Obstructive sleep apnea syndrome (OSAS) is a highly prevalent, but underdiagnosed disorder. Recurrent collapse of the upper airway during sleep causes repetitive episodes of intermittent hypoxia, and recurrent arousals from sleep, leading to daytime sleepiness, poor quality of life, and increased risk of road traffic accidents, cardiovascular morbidity and mortality, and metabolic dysfunction.
OSAS is approximately twice as common in males. Up to 40% of the variability in sleep breathing can be accounted for by heritable factors. However, a discrete genetic basis is unlikely in the majority of cases.
Obesity is the major reversible risk factor for the development of OSAS. Factors such as alcohol use and sedative medications may contribute to disease severity.
Simple snoring, obesity hypoventilation syndrome, periodic limb movements of sleep, narcolepsy, shift work sleep disorder, congenital central hypoventilation syndrome (Ondine’s curse).
Diagnostic Criteria and Clinical Characteristics
A diagnosis of OSAS is based on the finding of significant respiratory disturbance due to collapse of the upper airway during sleep in the setting of compatible daytime symptomatology. The gold standard for diagnosis of OSAS is the performance of inpatient nocturnal polysomnography (PSG), which provides detailed information on respiration, sleep staging and quality, and a range of other variables including heart rate and rhythm. Sleep-disordered breathing is defined as an apnea-hypopnea index (AHI) of greater than five events per hour as measured by PSG, and can be further classified as mild (AHI 5-15 events per hour), moderate (AHI 15-30 events per hour), or severe (AHI >30 events per hour). Unfortunately, PSG is both resource intensive and time consuming for the patient, and a growing research interest lies in the development and validation of technologies facilitating the ambulatory investigation of subjects with suspected OSAS, but the utility of these methods requires confirmation in large-scale clinical outcome studies. A proposed diagnostic algorithm is presented in Fig. 119-1.

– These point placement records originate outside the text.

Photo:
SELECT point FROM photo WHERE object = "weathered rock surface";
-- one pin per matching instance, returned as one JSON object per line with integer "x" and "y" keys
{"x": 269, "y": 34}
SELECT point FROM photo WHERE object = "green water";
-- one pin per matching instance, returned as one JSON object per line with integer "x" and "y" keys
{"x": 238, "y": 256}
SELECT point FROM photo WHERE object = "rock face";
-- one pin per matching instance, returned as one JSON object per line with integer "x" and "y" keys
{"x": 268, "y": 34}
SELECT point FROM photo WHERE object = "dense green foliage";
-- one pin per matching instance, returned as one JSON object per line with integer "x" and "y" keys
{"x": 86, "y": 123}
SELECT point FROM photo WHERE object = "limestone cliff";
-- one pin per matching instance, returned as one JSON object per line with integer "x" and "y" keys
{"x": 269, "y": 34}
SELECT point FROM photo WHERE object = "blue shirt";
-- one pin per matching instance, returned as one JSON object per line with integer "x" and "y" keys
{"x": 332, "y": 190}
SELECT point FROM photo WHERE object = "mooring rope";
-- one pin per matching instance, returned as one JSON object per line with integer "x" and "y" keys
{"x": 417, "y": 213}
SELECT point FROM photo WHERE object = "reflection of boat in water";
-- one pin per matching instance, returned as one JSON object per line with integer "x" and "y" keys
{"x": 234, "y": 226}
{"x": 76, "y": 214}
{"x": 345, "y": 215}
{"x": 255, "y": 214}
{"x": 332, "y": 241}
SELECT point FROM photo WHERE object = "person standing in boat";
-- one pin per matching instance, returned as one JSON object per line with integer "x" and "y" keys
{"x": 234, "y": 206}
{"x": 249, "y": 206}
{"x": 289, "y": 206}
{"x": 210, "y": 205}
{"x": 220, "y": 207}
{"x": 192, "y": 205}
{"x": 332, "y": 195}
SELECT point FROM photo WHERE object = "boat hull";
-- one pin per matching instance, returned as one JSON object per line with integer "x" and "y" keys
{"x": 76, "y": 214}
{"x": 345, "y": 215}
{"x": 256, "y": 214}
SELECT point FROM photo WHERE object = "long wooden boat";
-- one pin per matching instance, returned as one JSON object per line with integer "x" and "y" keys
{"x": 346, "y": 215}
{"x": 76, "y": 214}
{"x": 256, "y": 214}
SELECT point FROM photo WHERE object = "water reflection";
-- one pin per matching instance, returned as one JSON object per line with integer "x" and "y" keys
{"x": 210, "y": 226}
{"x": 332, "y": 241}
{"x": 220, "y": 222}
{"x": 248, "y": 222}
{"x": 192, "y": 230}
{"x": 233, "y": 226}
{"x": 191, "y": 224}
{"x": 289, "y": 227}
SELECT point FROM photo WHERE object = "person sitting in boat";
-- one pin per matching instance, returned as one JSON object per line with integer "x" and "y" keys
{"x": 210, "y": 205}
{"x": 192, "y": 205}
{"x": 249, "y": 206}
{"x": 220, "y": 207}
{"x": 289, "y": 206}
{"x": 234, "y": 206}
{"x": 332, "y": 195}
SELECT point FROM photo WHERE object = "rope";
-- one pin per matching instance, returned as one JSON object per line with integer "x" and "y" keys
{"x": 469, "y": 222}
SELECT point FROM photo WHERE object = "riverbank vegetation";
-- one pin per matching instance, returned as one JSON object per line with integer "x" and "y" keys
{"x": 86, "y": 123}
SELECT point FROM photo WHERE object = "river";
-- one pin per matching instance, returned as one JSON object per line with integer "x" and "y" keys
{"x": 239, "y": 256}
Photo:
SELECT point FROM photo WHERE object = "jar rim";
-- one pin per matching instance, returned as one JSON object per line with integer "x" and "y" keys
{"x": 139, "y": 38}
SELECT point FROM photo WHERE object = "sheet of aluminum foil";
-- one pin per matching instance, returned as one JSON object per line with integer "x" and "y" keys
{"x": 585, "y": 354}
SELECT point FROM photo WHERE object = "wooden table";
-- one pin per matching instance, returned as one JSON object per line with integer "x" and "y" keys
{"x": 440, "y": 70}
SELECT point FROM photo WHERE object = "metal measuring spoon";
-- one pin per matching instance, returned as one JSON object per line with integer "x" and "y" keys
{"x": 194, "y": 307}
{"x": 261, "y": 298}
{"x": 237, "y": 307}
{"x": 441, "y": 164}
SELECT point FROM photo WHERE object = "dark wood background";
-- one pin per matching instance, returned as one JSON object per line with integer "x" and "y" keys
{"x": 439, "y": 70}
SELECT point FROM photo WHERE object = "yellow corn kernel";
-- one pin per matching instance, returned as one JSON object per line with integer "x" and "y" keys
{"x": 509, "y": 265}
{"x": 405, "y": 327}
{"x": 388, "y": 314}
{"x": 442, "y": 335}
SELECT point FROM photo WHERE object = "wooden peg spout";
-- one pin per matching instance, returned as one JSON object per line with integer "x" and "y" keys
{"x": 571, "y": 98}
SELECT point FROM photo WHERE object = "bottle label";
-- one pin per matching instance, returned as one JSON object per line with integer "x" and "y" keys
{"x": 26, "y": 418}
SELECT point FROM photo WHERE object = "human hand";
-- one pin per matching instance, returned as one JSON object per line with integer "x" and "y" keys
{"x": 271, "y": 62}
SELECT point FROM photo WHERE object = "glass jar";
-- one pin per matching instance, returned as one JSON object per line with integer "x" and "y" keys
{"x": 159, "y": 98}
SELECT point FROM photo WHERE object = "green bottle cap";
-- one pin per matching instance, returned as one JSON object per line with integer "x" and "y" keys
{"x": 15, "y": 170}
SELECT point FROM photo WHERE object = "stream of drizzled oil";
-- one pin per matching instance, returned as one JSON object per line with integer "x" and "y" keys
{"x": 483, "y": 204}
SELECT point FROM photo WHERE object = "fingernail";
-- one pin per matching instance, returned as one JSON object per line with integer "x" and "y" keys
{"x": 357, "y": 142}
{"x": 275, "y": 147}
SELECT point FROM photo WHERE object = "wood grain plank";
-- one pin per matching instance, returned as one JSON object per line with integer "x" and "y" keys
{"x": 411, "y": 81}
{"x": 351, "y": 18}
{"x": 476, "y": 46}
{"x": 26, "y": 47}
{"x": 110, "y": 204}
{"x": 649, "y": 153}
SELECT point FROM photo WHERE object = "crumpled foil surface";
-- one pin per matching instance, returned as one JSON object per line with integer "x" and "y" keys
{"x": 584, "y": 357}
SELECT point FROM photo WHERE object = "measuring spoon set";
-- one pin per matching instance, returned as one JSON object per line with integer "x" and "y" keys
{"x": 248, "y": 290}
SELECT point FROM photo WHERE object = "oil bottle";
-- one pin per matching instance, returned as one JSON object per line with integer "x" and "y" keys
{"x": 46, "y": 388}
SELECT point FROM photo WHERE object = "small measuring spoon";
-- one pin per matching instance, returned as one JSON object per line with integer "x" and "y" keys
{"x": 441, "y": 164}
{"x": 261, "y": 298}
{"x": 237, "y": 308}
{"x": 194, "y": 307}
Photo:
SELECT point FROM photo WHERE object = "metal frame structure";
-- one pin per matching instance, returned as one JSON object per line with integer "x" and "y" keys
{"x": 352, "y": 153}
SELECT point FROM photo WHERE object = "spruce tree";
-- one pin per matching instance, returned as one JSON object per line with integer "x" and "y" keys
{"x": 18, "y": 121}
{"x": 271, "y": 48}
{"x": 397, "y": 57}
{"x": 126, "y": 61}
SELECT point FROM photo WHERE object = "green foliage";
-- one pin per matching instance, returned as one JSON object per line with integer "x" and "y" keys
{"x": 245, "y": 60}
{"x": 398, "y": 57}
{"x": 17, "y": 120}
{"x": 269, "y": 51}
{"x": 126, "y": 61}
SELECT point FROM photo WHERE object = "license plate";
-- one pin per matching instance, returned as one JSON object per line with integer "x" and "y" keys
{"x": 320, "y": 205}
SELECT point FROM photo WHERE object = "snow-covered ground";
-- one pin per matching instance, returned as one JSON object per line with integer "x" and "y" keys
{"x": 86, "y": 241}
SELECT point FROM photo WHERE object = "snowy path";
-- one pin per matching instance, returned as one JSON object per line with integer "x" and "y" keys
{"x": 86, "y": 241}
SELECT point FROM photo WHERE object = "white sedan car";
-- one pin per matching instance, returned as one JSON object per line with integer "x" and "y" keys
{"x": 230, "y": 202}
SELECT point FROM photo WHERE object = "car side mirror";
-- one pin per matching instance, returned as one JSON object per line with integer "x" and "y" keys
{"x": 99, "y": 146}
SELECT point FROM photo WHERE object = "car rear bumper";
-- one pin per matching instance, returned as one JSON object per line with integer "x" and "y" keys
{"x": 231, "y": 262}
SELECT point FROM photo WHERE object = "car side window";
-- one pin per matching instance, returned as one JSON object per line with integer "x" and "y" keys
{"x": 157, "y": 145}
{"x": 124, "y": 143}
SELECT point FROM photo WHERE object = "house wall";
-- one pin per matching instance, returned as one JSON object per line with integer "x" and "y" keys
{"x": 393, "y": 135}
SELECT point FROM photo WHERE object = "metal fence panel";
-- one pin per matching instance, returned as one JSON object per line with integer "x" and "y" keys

OSAS is a highly prevalent, but underdiagnosed disorder, affecting at least 4% of adult men and 2% of adult women in developed countries. OSAS is intimately and intrinsically linked with obesity, and its prevalence is likely to be increasing as the worldwide obesity epidemic develops. Patients may experience a wide variety of symptoms, ranging from snoring, nocturia, and witnessed apnea during sleep to impaired concentration, depression, and decreased libido. Excessive daytime sleepiness and fatigue are present in approximately 70% of cases. Untreated OSAS leads to reduced quality of life, impaired functional status, and reduced cognitive function. It is significantly associated with the risk of depressive illness, and markedly increases the risk of road traffic accidents.
However, the principal long-term adverse consequence of OSAS is cardiovascular disease, and a growing body of literature suggests untreated severe OSAS leads to significantly increased cardio- and cerebrovascular morbidity and mortality. Particularly strong evidence supports an independent role for OSAS in the genesis of hypertension, above and beyond the effect of traditional risk factors, while a number of studies indicate an independent association with ischemic heart disease, cardiac dysrhythmia, and stroke. Similarly, it appears increasingly likely that OSAS may contribute to the development of metabolic dysfunction, dyslipidemia, and overt diabetes mellitus. A number of contributory factors are thought to underlie cardiometabolic morbidity in OSAS, including the generation of systemic inflammation and oxidative stress by the intermittent hypoxia that characterizes the disorder, and sympathetic excitation accompanying airway obstruction.